I am working on a python script to process output data from a CellProfiler pipeline. The pipeline filters cells into 3 different categories based on rules decided by the FastGentleBoosting algorithm in CPA. The python script will then (among other things) collect the number of cells in each category from the output spreadsheet. I also want to find the Enrichment score for each sample, to use it as a hit marker. I have not found a way to get this score from the CellProfiler pipeline, so I have tried to implement the Enrichment score calculations from CPA (found in github) into my python script. I have included all the necessary functions from all the necessary .py files.

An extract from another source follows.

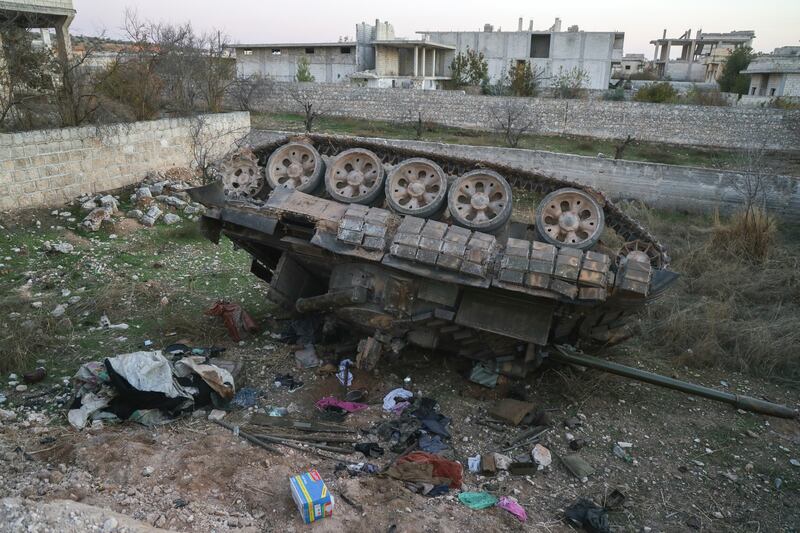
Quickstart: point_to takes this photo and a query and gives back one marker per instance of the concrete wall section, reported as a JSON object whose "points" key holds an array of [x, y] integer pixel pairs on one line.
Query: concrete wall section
{"points": [[50, 167], [691, 189], [724, 127]]}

My issue is that when I try to fit the beta-binomial, I don’t get an
alpha value (only ‘nan’). I am quite sure that the reason for the issue is the data in the
counts variable. In
counts = groupedKeysAndCounts[:, -nClasses:]
groupedKeysAndCounts = np.array([list(k) + vals.tolist() for k, vals in dm.SumToGroup(imData, group).items()], dtype=object)
I am not sure how the data in
groupedKeysAndCounts is organized, so I suspect that the beta-binomial fit function requires the data in the
counts variable to be organized in some specific way.
In my python script, I have collected the number of cells in each category for each sample. As an example, I could in one sample have 178 cells in Category 1, 82 in Category 2 and 102 in Category 3. I would then expect that I could organize the
counts variable like this:
counts = [178, 82, 102]
However using this list does not work, as there will be issues with calculating the value for the
s variable in the dirichlet_moment_match function (
m2ok - aok*aok is 0 and
s becomes ‘inf’.
Could you help me with any suggestions on what data should be included in the
counts variable for me to get the Enrichment score of each category? Also, if you think that the issue is coming from somewhere else, please let me know. Any help is appreciated!